Nomenclaturen kunnen tevens worden gedeeld met andere openbare instellingen. Zo ontstaat een gemeenschappelijk referentiesysteem op basis waarvan de meest geschikte procedures kunnen worden bepaald en geïmplementeerd.
Follow-up van lopende contracten
Een van de sleutelfactoren voor performantere overheidsopdrachten is de opvolging vanlopende contracten. Driekwart van de ondernemingen gebruiken hiervoor evenwel geen gestructureerd systeem, wat vaak aanleiding geeft tot een gedecentraliseerd contractenbeheer (Waarom een oplossing voor contractenbeheer kiezen?). Als een gevolg daarvan moet elk departement zelf instaan voor de opvolging van contracten, evenals voor hun stopzetting of verlenging bij het naderen van de vervaldag.
Om een monitoring van contracten in te stellen, wordt in de onderneming vaak een inventaris bijgehouden in Excel. Hierbij is evenwel een zekere waakzaamheid nodig om de gegevens uit de databank steeds actueel te houden. In overheidsmiddens valt dan ook te horen dat op die manier soms opdrachten aflopen alvorens andere zijn gegund. Hierbij wordt gewezen op een tekort aande middelen die worden toegekend aan het aankoopproces, met als gevolg een gebrek aan tijd om de follow-up ervan te verzekeren.
Waarom is het volgens ons onmisbaar om de nodige aandacht te besteden aan het beheer van lopende contracten?

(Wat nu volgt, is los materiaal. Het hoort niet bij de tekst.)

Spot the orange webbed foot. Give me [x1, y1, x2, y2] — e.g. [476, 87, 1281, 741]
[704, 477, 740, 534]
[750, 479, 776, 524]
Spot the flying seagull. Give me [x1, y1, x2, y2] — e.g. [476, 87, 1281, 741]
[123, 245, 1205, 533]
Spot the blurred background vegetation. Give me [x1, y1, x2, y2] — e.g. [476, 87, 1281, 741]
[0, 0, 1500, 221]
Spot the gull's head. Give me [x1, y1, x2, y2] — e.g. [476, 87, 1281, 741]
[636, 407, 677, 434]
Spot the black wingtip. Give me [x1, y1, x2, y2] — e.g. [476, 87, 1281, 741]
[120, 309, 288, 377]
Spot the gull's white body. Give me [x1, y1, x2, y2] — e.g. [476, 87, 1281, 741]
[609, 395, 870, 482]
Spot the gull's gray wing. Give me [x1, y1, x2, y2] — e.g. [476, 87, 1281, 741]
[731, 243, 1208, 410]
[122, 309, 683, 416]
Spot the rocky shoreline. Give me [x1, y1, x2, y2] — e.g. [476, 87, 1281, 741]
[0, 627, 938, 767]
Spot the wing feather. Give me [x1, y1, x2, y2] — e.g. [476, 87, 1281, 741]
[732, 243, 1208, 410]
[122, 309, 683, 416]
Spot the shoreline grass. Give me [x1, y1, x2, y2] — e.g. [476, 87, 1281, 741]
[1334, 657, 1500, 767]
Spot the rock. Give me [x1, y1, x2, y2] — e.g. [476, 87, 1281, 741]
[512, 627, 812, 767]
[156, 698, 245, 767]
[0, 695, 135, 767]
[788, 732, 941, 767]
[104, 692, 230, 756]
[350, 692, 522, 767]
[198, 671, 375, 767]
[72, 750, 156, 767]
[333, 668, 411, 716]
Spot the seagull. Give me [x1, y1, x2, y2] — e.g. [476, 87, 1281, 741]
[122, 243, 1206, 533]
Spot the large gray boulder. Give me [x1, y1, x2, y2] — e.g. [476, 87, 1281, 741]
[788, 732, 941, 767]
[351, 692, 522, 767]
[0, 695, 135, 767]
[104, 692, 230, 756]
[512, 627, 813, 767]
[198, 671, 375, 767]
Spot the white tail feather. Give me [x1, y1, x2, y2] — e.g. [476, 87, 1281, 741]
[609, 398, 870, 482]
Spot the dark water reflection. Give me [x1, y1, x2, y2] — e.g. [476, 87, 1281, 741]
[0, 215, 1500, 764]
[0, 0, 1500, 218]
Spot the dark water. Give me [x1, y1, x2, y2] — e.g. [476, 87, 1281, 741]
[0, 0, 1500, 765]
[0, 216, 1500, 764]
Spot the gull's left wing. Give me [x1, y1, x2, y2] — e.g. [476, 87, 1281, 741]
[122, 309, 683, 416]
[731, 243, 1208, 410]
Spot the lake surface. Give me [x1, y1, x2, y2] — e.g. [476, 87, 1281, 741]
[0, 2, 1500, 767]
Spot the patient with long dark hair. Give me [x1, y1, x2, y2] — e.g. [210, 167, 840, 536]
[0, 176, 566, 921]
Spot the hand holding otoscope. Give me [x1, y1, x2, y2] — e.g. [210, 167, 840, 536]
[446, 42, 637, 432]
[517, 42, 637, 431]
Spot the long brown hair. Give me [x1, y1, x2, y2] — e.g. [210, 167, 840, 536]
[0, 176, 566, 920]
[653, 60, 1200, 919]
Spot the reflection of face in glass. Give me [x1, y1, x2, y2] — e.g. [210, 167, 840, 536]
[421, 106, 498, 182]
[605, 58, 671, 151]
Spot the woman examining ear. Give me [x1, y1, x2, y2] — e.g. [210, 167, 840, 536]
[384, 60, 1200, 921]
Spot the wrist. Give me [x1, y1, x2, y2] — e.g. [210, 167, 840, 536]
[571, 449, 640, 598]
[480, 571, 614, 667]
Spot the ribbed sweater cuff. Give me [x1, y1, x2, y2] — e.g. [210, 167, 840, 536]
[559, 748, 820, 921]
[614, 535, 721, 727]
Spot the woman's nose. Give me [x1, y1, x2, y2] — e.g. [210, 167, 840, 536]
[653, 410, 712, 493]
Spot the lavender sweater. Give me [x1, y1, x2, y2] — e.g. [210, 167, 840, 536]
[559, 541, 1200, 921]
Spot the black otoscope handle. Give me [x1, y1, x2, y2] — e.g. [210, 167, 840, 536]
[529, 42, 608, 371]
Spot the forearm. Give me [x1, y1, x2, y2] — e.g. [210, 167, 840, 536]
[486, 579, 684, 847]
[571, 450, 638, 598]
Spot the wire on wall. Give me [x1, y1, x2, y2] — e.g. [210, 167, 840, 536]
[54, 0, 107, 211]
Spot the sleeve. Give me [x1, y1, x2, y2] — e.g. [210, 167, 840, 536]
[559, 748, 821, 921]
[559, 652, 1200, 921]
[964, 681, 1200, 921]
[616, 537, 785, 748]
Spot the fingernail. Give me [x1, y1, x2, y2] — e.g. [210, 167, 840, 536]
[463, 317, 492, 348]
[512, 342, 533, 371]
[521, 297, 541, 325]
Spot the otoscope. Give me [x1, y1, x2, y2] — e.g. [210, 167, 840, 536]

- heronderhandelen van sommige voorwaarden van het contract vóór een eventuele verlenging ervan
- makkelijk vaststellen van de overeenstemming van geleverde diensten
- geen onnodig tijdverlies bij het zoeken naar een leverancier
De drie hefbomen die in dit artikel beschreven worden, vormen een integraal deel van een beheerstrategie voor overheidsopdrachten. Ze zullen dan ook effectief zijn op voorwaarde dat de noodzakelijke middelen hiervoor worden aangereikt. Helaas wordt de aankoopfunctie nog al te vaak als een achtergrondactiviteit binnen ondernemingen beschouwd, zodat een gebrek aan menselijke en materiële middelen in de weg staat van een reële vooruitgang op het terrein.